Virtualization Principals with Paravirtualized IO

This isn’t really a proper post, more just some little notes I can point people too (which I guess, technically is a blog post, ahh well!).

So Virtualisation, have used VMWare products (most of) and Xen previously in production, with Virtualbox my desktop-virt product of choice for testing on my local machine for some years now, but times change and my current view is this;

– XEN is disappearing from many distro’s (including the ones I mainly use in production) and being replaced with KVM.
– VMWare VCenter/ESXi is a bit overkill for my test/home/local machine VM’s stuff.
– Virtualbox is good but annoys me that I need to install extra kernel modules etc and updates (even if it’s done through DKMS) when my kernel supports KVM anyway!

So I’ve moved a lot of home/test/local machine VM’s to KVM.

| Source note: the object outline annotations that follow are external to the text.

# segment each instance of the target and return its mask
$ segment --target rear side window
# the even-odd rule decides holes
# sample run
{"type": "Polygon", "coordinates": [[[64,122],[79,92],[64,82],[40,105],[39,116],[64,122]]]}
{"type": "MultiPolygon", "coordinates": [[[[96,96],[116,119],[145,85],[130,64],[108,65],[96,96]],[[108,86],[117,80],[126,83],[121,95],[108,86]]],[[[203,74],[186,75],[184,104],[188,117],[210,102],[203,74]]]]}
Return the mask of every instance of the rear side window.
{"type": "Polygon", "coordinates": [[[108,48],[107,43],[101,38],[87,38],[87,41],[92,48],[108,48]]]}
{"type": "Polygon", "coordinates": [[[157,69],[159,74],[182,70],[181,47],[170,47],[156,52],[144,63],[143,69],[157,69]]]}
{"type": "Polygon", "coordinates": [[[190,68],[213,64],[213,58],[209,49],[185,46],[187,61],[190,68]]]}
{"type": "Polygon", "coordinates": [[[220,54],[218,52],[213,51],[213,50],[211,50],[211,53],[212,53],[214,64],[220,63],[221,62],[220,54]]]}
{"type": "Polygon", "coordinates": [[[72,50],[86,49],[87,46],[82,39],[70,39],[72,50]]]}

Not going into performance (many, many better testers have spent more time looking at this than I), but just to clear up a couple of things. The reason distro’s have moved away from XEN DOM-0/DOM-U support in favor of KVM is that “KVM is Linux, XEN isnt”.

By this, we mean;
– KVM is a hypervisor made from the components of your Linux kernel, it is this Linux kernel of the your linux install placed onto the bare metal that runs on the privileged area of your processor, providing hardware assisted virtualization to guests on CPU’s that support VT-x/AMD-v. You’ll notice in this install you can still see the virtualisation CPU extensions in ‘/proc/cpuinfo’ as it’s this OS that IS the hypervisor;

processor : 2
vendor_id : GenuineIntel
cpu family : 6
model : 23
model name : Intel(R) Core(TM)2 Quad CPU Q9400 @ 2.66GHz
stepping : 10
cpu MHz : 2666.583
cache size : 3072 KB
physical id : 0
siblings : 4
core id : 2
cpu cores : 4
apicid : 2
initial apicid : 2
fpu : yes
fpu_exception : yes
cpuid level : 13
wp : yes
flags : fpu vme de pse tsc msr pae mce cx8 apic mtrr pge mca cmov pat pse36 clflush dts acpi mmx fxsr sse sse2 ss ht tm pbe syscall nx lm constant_tsc arch_perfmon pebs bts rep_good aperfmperf pni dtes64 monitor ds_cpl vmx smx est tm2 ssse3 cx16 xtpr pdcm sse4_1 xsave lahf_lm dts tpr_shadow vnmi flexpriority
bogomips : 5333.16
clflush size : 64
cache_alignment : 64
address sizes : 36 bits physical, 48 bits virtual
power management:

– XEN on the other hand is nothing todo with linux, it’s a separate hypervisor that runs it’s own non-linux microkernel and then boots one instance of linux as it’s first guest, called DOM-O, this first guest has the privileges to control the underlying XEN hypervisor, but it’s still a guest, you wont see your CPU flags even in your DOM-0 because it’s not linux running directly on the hardware, it’s XEN. You can also see this in grub, notice how your kernel and initrd are both passed to XEN as modules, it’s XEN grub is actually booting.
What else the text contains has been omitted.